When I first entered publishing, back when dinosaurs roamed the earth, the folks at InterVarsity Press had a slogan for a reading program they were promoting: “Fifteen Minutes a Day Is Fifteen Books a Year.” The idea was that if you could give on average fifteen minutes a day to reading, over the course of a year you could read fifteen books.
Having been a math major (yes, even though I’ve spent most of my career in editorial, I was a math major–but that’s another story), I, well, did the math. Even for someone like me who was (and is) a very slow reader, doing about 250-plus words a minute, and maybe only reading five days out of every week, that’s still fifteen two-hundred page books. I found that very encouraging.
With a modest investment of time I could enrich and entertain myself with novels, self-help, history and a variety of other genres. I didn’t have to carve out huge blocks of time to get something done.
The sad truth is that about half the adults in the United States don’t even read one book a year. A sadder truth is that even many people in the book publishing industry do not read books. I know because they have told me so. OK, so maybe that’s not a big deal for people in accounting. But people in editorial, marketing and sales departments have told me this.
For personal development, reading is hard to beat. For professional publishing development, reading is essential.
I am off for July. So I’m running some favorite Andy Unedited blasts from the past. This was originally posted March 3, 2008.

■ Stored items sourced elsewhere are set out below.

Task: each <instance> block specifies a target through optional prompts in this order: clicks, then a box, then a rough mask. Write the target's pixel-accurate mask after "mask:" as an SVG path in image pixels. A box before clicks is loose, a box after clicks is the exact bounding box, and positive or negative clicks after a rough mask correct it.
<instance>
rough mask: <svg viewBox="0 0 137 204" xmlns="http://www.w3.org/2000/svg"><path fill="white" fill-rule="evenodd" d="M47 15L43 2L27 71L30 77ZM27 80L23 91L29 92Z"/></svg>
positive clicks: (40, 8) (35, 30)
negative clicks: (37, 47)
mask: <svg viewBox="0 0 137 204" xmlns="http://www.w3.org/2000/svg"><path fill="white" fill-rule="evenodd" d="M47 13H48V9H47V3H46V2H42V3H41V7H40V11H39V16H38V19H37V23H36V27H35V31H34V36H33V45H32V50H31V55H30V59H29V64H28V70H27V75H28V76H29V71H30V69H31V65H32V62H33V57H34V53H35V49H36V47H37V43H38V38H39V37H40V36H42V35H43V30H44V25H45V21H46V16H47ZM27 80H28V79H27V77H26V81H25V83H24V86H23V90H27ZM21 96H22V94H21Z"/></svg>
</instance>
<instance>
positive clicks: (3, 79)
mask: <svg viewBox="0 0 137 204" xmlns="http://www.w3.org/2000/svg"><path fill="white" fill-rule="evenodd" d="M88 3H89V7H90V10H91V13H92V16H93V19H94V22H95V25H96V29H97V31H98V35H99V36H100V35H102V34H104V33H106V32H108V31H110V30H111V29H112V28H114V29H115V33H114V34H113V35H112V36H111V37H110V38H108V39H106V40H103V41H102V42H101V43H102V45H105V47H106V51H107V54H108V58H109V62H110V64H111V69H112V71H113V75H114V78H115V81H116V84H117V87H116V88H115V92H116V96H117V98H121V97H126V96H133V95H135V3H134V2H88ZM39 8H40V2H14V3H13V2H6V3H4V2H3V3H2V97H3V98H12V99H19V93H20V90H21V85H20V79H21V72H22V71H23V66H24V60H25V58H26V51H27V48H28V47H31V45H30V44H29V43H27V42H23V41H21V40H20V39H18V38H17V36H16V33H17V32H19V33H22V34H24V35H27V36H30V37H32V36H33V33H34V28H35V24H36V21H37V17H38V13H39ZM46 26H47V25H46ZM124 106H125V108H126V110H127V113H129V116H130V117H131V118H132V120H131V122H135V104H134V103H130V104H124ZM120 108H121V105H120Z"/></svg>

Well, gee, Andy: I thought you had some seasoning of the years and experience, but I never dreamed that you had been around for, as Kent Hovind so humnorously says, “Millions and millions of years.” He was, of course, referring to the evolutionists and our science textbooks from kindergarten to scientific papers. Now I see I shall have to take your literary ramblings with great buckets of salt in order to appreciate such genuine masterpieces of esoteric and exotic brilliance. It is enough to give an alliterationists (I just coined a new word for your vocabulary and for the American language (not English) spasms of enthusiastic, excruciating, exciting, enthralling, entertaining ecstasy. Hope you appreciate this effort to provide you with diversion from the tedium of the written word….
Andy,
I too am a slow reader so to hear that you are one too encourages me. And to know that a small commitment of just 15 minutes a day can reap such desirable benefits encourages me to just “keep on keeping on”!
Thank you,
Yancy Busby
Your remark about half of Americans not reading a single book a year strikes close to home. My wife and I strove to instill a love of reading in our kids, and it worked with two of the three. The other says he “hates” to read and would never consider doing if for pleasure. Of course, he’s the one who decided to become an elementary school teacher. Oh, thank God that he has given all five of our young grandchildren a consuming love for books!